Im Vergleich zu 2002 in New York sei es auf der BookExpo America, die in diesem Jahr in Los Angeles stattfand, "eher ruhig zugegangen", schreibt das Börsenblatt. "Viele Vertreter aus amerikanischen Verlagen, vor allem Lektoren und Lizenzhändler, fehlten. Dazu mag die Entfernung zwischen New York und Los Angeles beigetragen haben. Ein weiterer Grund: Als Lizenzplattform wird die London Book Fair immer attraktiver - auch für US-Verlage." Bei den Neuerscheinungen im Sachbuch habe sich ein deutlicher Trend abgezeichnet: "Konservative Bücher mit Themen rechts der Mitte werden in den USA verstärkt nachgefragt. Bookspan - das Buchklub-Joint-Venture von Bertelsmann und AOL Time Warner - plant nach Angaben von Publishers Weekly den Start eines konservativen Buchklubs noch in diesem Jahr."

Auf der Meinungsseite erklärt Weltbild-Geschäftsführer Carel Halff, warum das Image der Buchhändler so miserabel ist. In der letzten Allensbach-Prestige-Skala hatten Buchhändler "den allerletzten, nämlich den 18. Platz" belegt - hinter dem "Gewerkschaftsführer auf Platz 17 und noch zwei Plätze hinter den Politikern". "Wer die Zeichen der Zeit sehen will, macht sich Gedanken. Wirtschaft ist nicht zuletzt Psychologie. Wenn die Politik, die Finanzwelt und die Nachwuchskräfte ihren Glauben an die Attraktivität unseres Berufsstands und unserer Branche verlieren, dann haben wir das größte aller denkbaren Probleme. Was kann man tun? (...) Veränderung beginnt im Kopf. Das Bewährte und Gute weiter verfolgen, aber gleichzeitig Neues wagen. Vielleicht etwas mehr Mut und Selbstbewusstsein für schlichte Unterhaltung, ohne immer gleich die große Kultur- oder Bildungsfrage zu stellen.
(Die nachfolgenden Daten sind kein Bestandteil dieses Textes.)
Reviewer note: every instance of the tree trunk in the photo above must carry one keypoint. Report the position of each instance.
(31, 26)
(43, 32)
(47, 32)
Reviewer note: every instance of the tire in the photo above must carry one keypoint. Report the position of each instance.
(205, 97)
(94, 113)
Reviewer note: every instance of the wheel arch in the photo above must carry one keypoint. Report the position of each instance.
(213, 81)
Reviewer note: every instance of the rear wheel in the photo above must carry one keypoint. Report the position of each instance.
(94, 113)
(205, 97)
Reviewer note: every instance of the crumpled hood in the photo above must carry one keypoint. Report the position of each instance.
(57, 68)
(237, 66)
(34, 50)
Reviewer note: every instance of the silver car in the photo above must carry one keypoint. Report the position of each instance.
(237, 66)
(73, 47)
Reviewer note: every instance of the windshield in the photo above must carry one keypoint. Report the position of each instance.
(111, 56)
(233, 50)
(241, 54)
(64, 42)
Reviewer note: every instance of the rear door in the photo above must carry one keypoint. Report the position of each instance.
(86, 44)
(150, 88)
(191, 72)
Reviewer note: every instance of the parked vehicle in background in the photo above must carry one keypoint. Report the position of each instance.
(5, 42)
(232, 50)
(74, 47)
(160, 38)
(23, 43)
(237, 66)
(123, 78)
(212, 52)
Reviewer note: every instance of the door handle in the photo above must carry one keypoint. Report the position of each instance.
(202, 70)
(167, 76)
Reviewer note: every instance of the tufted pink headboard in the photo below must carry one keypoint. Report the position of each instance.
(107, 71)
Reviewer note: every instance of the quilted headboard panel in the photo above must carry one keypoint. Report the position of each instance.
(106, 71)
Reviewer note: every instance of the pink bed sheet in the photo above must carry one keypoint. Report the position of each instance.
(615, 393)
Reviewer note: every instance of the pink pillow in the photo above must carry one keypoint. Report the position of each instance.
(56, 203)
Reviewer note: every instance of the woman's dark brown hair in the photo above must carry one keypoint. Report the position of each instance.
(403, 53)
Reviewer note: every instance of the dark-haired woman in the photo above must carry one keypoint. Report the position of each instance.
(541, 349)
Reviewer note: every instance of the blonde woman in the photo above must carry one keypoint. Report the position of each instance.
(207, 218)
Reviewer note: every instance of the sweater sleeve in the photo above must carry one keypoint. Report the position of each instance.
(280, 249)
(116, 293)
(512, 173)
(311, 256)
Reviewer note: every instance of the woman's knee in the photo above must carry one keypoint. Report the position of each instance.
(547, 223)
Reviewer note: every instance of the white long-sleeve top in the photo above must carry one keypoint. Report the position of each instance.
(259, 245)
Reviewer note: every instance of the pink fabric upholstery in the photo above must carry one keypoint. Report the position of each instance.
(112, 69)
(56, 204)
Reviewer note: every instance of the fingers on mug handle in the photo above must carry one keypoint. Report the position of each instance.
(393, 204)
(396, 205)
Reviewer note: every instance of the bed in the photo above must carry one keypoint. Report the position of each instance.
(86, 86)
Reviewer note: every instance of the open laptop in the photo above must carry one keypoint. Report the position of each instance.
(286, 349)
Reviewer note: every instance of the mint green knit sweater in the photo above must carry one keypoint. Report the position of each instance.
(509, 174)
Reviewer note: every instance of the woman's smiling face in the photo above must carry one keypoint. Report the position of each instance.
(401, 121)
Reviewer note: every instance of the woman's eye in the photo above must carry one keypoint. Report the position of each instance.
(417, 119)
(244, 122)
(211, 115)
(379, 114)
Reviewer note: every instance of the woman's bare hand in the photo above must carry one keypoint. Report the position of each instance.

Mehr Mut zu einfach nur nützlichen Büchern, die auch die kleinen Alltagsprobleme der Menschen ernst nehmen. Vielleicht außerdem etwas mehr Glamour, etwas mehr Erfolgsgeschichten (...). Und bitte keine öffentlichen Hotelkostendiskussionen für verarmte Verleger, die ihren unbezahlbar gewordenen Fünf-Sterne-Herbergen in Frankfurt am Main nachweinen."

Eckart Baier beschreibt den Strukturwandel im Versandbuchhandel. "Immer mehr Kunden, die früher den Prospekt eines Buchversenders durchgeblättert haben, klicken heute ins Internet. Die Umsätze der Online-Buchhändler wachsen stetig - 2002 waren es 50 Prozent mehr als ein Jahr zuvor. Und auch die ersten operativen Gewinne werden mittlerweile gemeldet. 'Die großen Zuwächse der Online-Buchhändler gehen natürlich zu Lasten des klassischen Versandbuchhandels'", sagt Christian Russ, Geschäftsführer des Bundesverbands der Deutschen Versandbuchhändler.

Der Schriftsteller Joachim Zelter weist darauf hin, dass ein "Großteil unserer literarischen Kultur" nur in unveröffentlichter Form existiere, "in ungeahnten Reihengräbern zurückgewiesener Manuskripte". "Uwe Wittstock, ehemals Cheflektor bei S. Fischer, nannte vor einiger Zeit im Börsenblatt folgende Zahlen: 'Von 1.500 unverlangt zugesandten Manuskripten konnte, seit ich im S. Fischer Verlag als Lektor arbeite, durchschnittlich eines pro Jahr veröffentlicht werden.'" Zelter bezweifelt, dass die Auswahl der Verlage sinnvoll ist. Joachim Jessen von der Literaturagentur Thomas Schlück wundert sich dagegen, warum es überhaupt eine Diskussion über die unverlangten Manuskripte gibt. "Ach ja, der Autor Joachim Zelter hat ein Buch über die Auswüchse des Literaturbetriebs geschrieben. Und in seinem Roman erzählt uns Zelter, wie es heutzutage zugeht im Literaturbetrieb. Sie wissen schon, volle Möhre Marketing - die Bücher sinnentleert, nur Lug und Trug. (...) Autoren sollten nicht vergessen: Schreiben ist auch Handwerk. Viele Leute können einen Tisch tischlern, aber er ist deshalb noch lange nicht für den Verkauf geeignet. Muss deshalb die Geschichte der Tischlerei neu geschrieben werden?"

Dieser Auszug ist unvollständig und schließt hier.